CS/IS 6742, Fall 2021: Natural Language Processing and Social Interaction.  Prof. Lillian Lee. Tu/Th 1:00-2:15pm, Phillips 403 Image source: http://en.wikipedia.org/wiki/The_School_of_Athens

More and more of life is now manifested online, and many of the digital traces that are left by human activity are increasingly recorded in natural-language format. This research-oriented course examines the opportunities for natural language processing to contribute to the analysis and facilitation of socially embedded processes. Possible topics include conversation modeling, analysis of group and sub-group language, language and social relations, persuasion and other causal effects of language.
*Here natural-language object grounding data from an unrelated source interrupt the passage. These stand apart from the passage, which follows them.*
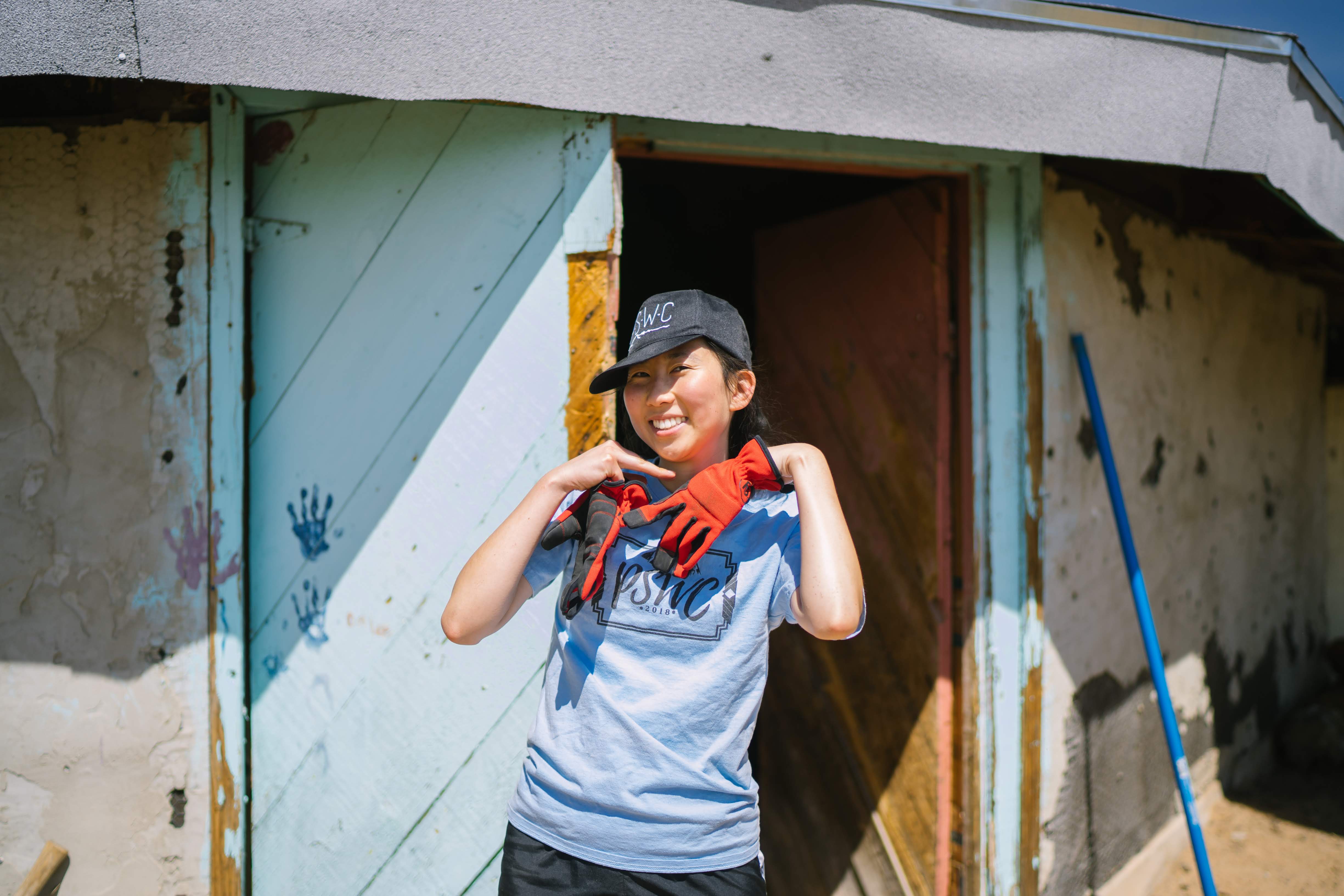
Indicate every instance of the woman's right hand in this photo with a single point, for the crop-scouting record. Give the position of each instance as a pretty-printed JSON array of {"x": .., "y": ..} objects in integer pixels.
[{"x": 600, "y": 464}]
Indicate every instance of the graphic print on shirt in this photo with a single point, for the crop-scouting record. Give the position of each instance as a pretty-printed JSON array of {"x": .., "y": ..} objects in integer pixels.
[{"x": 639, "y": 598}]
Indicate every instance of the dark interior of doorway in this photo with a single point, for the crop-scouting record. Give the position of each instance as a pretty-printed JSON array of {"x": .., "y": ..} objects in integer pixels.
[{"x": 694, "y": 225}]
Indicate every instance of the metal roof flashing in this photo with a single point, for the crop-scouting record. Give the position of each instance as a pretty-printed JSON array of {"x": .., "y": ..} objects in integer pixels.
[{"x": 1155, "y": 27}]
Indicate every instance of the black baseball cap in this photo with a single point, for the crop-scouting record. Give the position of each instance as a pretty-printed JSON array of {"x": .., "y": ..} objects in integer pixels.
[{"x": 668, "y": 320}]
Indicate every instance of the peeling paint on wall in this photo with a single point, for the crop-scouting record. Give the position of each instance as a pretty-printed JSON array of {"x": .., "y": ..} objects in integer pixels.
[
  {"x": 1213, "y": 393},
  {"x": 103, "y": 417}
]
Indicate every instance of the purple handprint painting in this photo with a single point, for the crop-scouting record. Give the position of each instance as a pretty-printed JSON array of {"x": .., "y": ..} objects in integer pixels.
[{"x": 198, "y": 547}]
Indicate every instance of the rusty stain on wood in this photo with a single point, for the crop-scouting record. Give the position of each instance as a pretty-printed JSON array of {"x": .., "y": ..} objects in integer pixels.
[
  {"x": 591, "y": 420},
  {"x": 944, "y": 515},
  {"x": 1030, "y": 831},
  {"x": 964, "y": 774},
  {"x": 45, "y": 878},
  {"x": 877, "y": 710},
  {"x": 225, "y": 812}
]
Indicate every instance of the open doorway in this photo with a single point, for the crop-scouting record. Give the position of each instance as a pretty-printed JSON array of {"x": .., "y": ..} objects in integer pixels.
[{"x": 847, "y": 284}]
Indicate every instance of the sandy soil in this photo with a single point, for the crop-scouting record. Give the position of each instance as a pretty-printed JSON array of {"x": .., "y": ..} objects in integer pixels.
[{"x": 1284, "y": 838}]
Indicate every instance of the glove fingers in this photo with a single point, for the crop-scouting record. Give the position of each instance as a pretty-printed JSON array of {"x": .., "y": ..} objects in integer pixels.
[
  {"x": 646, "y": 515},
  {"x": 665, "y": 561},
  {"x": 693, "y": 549},
  {"x": 561, "y": 531}
]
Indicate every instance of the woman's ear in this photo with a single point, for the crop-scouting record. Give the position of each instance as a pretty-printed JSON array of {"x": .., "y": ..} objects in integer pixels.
[{"x": 744, "y": 390}]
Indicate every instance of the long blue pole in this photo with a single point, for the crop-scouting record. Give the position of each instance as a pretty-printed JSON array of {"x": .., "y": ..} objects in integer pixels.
[{"x": 1146, "y": 620}]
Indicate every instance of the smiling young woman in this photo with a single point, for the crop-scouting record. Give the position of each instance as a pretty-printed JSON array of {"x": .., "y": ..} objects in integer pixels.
[{"x": 636, "y": 778}]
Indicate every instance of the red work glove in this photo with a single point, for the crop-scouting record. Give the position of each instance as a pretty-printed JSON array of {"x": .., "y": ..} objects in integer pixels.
[
  {"x": 706, "y": 505},
  {"x": 595, "y": 520}
]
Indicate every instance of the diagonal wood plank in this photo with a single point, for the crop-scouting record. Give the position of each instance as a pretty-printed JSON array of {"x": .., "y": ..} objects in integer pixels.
[
  {"x": 472, "y": 472},
  {"x": 349, "y": 175}
]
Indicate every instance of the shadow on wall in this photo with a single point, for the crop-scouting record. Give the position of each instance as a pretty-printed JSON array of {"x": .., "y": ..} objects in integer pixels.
[
  {"x": 1210, "y": 370},
  {"x": 104, "y": 542}
]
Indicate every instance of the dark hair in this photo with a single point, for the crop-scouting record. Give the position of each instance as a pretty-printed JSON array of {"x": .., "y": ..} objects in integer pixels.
[{"x": 746, "y": 424}]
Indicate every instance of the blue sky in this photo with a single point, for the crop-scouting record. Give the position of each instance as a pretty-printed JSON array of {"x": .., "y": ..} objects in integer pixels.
[{"x": 1319, "y": 25}]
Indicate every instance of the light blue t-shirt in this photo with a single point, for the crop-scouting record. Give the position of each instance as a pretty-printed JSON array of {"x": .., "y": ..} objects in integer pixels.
[{"x": 639, "y": 754}]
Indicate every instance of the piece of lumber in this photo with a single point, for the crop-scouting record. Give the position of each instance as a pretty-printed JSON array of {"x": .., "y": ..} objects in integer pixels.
[{"x": 47, "y": 872}]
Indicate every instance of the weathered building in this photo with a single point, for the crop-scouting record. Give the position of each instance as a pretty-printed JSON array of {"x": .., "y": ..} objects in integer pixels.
[{"x": 299, "y": 303}]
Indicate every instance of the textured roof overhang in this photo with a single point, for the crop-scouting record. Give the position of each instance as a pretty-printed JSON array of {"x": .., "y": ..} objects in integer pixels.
[{"x": 996, "y": 74}]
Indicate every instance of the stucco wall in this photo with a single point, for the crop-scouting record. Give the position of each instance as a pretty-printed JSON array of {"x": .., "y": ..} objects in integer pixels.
[
  {"x": 103, "y": 550},
  {"x": 833, "y": 66},
  {"x": 1210, "y": 371}
]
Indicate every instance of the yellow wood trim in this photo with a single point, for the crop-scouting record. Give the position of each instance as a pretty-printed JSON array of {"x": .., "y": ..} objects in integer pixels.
[{"x": 591, "y": 420}]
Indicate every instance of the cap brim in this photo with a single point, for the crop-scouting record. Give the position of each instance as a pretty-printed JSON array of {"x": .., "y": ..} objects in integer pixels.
[{"x": 615, "y": 377}]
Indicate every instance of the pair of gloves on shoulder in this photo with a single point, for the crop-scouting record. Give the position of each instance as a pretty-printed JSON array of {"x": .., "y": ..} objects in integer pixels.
[{"x": 699, "y": 514}]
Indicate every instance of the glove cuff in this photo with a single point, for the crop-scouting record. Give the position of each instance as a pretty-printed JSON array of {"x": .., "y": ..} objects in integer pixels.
[{"x": 757, "y": 457}]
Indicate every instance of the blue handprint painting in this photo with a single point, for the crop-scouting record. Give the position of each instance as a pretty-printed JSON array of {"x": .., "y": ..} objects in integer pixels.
[
  {"x": 312, "y": 613},
  {"x": 311, "y": 523}
]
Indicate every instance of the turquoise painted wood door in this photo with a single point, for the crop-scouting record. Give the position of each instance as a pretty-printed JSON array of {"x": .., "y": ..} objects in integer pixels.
[{"x": 410, "y": 362}]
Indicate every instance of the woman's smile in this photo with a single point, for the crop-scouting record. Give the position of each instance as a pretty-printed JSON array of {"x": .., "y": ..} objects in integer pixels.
[{"x": 665, "y": 425}]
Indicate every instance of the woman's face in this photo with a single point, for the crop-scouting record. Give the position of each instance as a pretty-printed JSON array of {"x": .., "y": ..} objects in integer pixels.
[{"x": 681, "y": 406}]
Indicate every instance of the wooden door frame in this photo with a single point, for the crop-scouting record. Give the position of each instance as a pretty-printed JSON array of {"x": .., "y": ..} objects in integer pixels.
[
  {"x": 226, "y": 498},
  {"x": 954, "y": 485}
]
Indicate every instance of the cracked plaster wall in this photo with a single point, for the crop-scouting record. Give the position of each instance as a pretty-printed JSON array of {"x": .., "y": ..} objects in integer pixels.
[
  {"x": 1210, "y": 371},
  {"x": 103, "y": 422}
]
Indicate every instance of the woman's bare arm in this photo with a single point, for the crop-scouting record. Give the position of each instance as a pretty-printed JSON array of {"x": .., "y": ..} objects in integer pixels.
[
  {"x": 491, "y": 588},
  {"x": 830, "y": 598}
]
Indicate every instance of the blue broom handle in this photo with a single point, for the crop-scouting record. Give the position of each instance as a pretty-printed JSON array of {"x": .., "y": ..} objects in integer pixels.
[{"x": 1146, "y": 620}]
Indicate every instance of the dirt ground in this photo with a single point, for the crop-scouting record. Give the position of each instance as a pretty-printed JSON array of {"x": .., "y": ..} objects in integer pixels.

Click on tabs just above to see information about enrollment/prerequisite policies, administrative info, overall course structure, resources, and so on.

Enrollment, prerequisites, related classes

Enrollment Limited to [[PhD and [CS MS] students] who meet the prerequisites]; PhD students not in CS/INFO will receive manual instructor permission to enroll (details to be arranged at lecture). Auditing (either officially or unofficially) is not permitted. These policies are to keep class meetings heavily discussion- and group-research-focused.

Prerequisites All of the following: (1) CS 2110 or equivalent programming experience; (2) a course in artificial intelligence or any relevant subfield (e.g., NLP, information retrieval, machine learning, Cornell CS courses numbered 47xx or 67xx); (3) proficiency with using machine learning tools (e.g., fluency at training an SVM or other classifier, comfort with assessing a classifier’s performance using cross-validation)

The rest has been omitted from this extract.